Nick Lund: January 10, 2017

NEW SOLUTIONS FOR ENERGY DEVELOPMENT NEAR NATIONAL PARKS 

HOW LOCALS ARE GUIDING DEVELOPMENT ON PUBLIC LANDS THROUGH THE USE OF MASTER LEASING PLANS

nick-lund-npca

Nick Lund

Senior Manager for Landscape Conservation, NPCA

Master Leasing Plans arose as a solution to a difficult problem: how to balance national park protection, outdoor recreation economies, and energy development throughout the Southwest? The answer is to let the locals decide.

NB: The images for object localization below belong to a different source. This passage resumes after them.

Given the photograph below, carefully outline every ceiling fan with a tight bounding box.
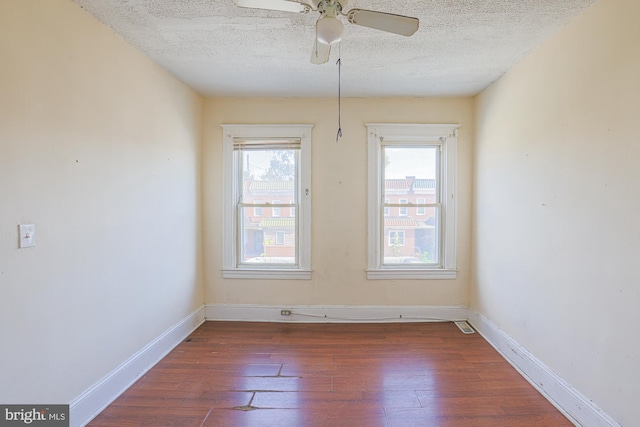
[232,0,419,64]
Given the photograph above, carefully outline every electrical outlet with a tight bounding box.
[280,310,292,316]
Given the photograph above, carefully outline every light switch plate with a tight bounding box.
[19,224,36,248]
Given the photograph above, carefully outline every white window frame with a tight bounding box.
[366,123,458,280]
[222,124,313,280]
[384,198,390,216]
[275,230,285,245]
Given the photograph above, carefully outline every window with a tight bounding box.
[367,123,458,279]
[388,230,405,246]
[272,200,281,217]
[416,198,426,215]
[222,124,313,279]
[399,198,408,216]
[254,200,263,217]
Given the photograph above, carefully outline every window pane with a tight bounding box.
[383,146,438,200]
[239,206,296,265]
[382,146,439,266]
[239,148,297,266]
[242,150,296,203]
[383,207,439,265]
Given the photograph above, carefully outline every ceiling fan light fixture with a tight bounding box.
[316,15,343,45]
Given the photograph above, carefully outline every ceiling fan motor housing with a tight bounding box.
[233,0,418,64]
[317,0,344,18]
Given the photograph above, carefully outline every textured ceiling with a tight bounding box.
[72,0,596,97]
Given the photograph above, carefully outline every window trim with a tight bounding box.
[222,124,313,279]
[366,123,459,280]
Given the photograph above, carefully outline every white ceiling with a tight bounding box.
[72,0,596,97]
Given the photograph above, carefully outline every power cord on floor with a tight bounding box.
[288,310,466,323]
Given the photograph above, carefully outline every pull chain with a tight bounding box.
[335,44,342,143]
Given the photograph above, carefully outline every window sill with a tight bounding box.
[366,269,457,280]
[222,269,312,280]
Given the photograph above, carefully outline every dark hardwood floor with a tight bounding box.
[89,321,573,426]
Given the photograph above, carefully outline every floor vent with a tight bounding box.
[454,321,475,334]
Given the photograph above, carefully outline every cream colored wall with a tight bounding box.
[0,0,203,404]
[473,0,639,424]
[204,97,473,307]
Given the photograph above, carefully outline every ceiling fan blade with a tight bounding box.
[233,0,311,13]
[346,9,419,36]
[310,38,331,64]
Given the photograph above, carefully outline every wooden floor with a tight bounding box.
[90,321,572,427]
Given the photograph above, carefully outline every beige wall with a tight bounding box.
[7,0,633,424]
[0,0,203,403]
[204,97,473,307]
[473,0,639,424]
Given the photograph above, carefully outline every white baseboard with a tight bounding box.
[205,303,468,323]
[467,311,620,427]
[68,304,620,427]
[69,306,205,427]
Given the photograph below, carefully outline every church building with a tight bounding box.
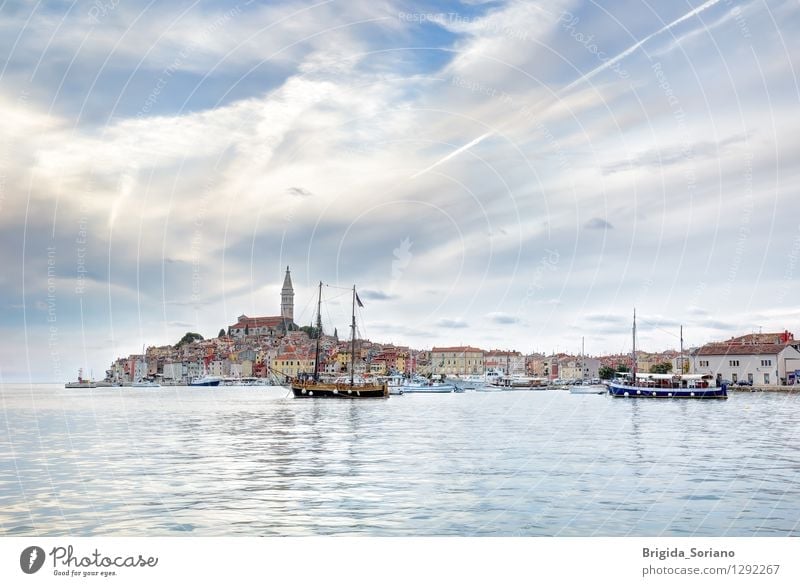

When representatives from the conservation, outdoor recreation, and sportsmen communities come together with industry before leases are offered, they can work together to figure out where energy development should and should not go.

This Moab MLP is the most high-profile of the bunch, and in this case, it was agreed that leasing next to the park would cause too much harm to the strong local economy, and have consequently decided to close or create no-surface-occupancy on more than 450,000 acres within the MLP. However, leasing is still allowed on 82 percent of the planning area, it’s just located in such a way as to keep impacts away from national parks, trails, and other important resources.

On January 10th, Nick Lund will be available for interviews to discuss how energy development near national parks should be conducted. He will explain why the Moab Master Leasing Plan is the gold standard for guiding development of public lands and how the seventeen other Master Leasing Plans currently in review can benefit from this example.

More About Nick Lund:

Nick Lund is the NPCA’s Senior Manager for Landscape Conservation. His focus is on preventing harm to national parks from oil and gas development and infrastructure. He works to ensure that legislative efforts to open up national parks to fossil fuel development are defeated, and to work with federal land managers to ensure the protection America’s national park air, water, wildlife, as well as the natural experience enjoyed by millions of annual visitors. Nick has been working at NPCA since 2011, after graduating from the University of Maine School of Law and spending a yearlong fellowship at the Sea Grant Ocean and Coastal Law Center in Oxford, Mississippi.